No, I like to read what other people say about what I've written. A logical part of scientific debate is the right to criticise, and if I don't read that then I won't learn. Would you prefer I ignore when people negatively comment on what I write? What would I learn? How will I know when I've goofed? They could present excellent reasons why I've goofed, but it would all be lost because I'm trying to please you and wouldn't have read it.
If we consider this subject, I am a bus driver, which means I am a professional driver, and as such I believe I have as much right to comment on this subject as anyone else, and I have a larger amount of practical experience than most of the people commenting on here, and I sincerely believe that deaths on the road are unnecessary.

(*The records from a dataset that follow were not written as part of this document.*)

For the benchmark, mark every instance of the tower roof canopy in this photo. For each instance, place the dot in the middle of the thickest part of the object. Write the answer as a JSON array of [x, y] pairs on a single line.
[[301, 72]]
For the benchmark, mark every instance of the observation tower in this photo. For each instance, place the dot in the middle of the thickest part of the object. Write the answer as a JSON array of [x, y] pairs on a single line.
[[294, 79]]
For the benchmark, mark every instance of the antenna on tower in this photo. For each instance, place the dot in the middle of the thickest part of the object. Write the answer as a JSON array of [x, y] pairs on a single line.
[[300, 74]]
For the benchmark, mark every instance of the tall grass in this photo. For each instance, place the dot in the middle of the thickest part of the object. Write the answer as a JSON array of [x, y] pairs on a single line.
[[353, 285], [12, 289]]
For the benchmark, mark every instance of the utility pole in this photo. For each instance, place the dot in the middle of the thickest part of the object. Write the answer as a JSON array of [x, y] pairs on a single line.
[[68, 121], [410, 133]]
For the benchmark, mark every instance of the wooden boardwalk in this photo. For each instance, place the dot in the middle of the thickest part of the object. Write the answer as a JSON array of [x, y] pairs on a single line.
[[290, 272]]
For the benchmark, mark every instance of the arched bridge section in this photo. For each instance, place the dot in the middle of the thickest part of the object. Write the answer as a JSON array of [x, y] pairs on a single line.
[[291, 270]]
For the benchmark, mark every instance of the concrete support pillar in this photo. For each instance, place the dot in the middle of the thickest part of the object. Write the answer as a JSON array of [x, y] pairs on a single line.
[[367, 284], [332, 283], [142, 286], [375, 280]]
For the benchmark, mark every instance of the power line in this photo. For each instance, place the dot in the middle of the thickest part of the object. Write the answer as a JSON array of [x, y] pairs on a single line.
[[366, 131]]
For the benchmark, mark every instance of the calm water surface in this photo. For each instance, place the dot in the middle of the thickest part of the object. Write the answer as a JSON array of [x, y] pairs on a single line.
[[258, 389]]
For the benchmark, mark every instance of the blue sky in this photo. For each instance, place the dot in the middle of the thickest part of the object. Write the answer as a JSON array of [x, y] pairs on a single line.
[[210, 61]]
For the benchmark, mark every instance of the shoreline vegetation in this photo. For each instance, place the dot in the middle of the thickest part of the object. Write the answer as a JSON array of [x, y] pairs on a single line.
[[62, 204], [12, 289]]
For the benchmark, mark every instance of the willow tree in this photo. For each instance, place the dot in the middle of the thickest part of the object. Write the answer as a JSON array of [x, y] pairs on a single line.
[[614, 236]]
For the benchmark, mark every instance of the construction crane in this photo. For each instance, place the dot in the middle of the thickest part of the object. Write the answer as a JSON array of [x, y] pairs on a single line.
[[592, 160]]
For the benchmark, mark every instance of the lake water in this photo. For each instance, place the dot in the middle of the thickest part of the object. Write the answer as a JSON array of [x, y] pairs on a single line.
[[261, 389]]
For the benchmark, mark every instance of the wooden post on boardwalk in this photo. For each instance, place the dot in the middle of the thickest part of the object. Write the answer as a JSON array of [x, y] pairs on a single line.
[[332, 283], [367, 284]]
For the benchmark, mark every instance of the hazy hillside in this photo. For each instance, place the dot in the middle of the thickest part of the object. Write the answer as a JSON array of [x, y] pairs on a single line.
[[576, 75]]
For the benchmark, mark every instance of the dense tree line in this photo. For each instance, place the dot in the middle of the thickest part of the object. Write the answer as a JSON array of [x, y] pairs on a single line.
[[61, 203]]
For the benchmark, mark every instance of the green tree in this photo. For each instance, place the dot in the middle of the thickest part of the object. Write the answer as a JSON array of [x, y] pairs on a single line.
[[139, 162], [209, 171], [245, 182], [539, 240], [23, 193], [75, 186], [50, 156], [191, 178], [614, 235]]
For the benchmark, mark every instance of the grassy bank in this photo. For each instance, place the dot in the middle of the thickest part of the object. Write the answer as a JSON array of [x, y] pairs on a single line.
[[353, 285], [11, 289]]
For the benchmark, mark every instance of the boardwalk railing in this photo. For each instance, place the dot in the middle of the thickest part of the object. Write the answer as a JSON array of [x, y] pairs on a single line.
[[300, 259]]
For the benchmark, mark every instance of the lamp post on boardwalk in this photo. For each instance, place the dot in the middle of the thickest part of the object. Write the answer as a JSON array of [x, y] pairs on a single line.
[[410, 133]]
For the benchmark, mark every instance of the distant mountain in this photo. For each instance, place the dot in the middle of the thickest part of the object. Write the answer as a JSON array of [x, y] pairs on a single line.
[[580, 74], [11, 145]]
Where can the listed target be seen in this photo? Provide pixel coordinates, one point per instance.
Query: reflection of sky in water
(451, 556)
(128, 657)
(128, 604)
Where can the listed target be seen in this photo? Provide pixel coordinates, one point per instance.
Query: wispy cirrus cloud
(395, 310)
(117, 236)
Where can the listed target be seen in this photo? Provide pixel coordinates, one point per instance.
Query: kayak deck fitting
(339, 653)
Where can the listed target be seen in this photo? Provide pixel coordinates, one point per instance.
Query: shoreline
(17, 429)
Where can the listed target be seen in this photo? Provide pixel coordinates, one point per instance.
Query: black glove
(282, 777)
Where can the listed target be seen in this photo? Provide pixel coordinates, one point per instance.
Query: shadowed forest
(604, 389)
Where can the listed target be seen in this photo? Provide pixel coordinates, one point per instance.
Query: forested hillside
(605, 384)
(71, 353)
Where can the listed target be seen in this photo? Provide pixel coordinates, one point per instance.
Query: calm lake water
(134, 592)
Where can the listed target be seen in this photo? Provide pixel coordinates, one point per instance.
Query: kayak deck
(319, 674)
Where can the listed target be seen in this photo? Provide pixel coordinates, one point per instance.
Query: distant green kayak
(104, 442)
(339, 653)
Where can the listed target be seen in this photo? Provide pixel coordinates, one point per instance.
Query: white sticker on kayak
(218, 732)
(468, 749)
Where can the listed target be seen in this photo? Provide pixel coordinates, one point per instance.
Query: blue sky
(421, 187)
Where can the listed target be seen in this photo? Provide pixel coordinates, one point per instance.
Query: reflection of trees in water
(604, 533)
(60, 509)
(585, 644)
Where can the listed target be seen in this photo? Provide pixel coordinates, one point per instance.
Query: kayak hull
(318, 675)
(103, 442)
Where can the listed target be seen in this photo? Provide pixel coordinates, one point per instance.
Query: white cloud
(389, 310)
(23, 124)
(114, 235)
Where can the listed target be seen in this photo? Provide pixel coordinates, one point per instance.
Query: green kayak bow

Would you prefer it if I didn't think like that? What sort of Christian would I be if I just thought that? I think I'd be a pretty heartless Christian. If I just thought that careless driving is the primary cause of road deaths, what difference would that make to the world? None! Would just thinking about this reduce the road toll? Nope! But by getting out and expressing my opinions in a scientific forum then maybe people will start to think of road deaths as a type of system failure, and just as with any other unreliable system, by using the right techniques you can improve the reliability (i.e. reduce road deaths).
As I said, they did it with TVs and they did it with cars, so there isn't any reason they can't do the same with road deaths. As we saw with motor cars, it required tightening up the standards to which cars were built. The same applies to road deaths: drivers will need to drive better in order to save lives.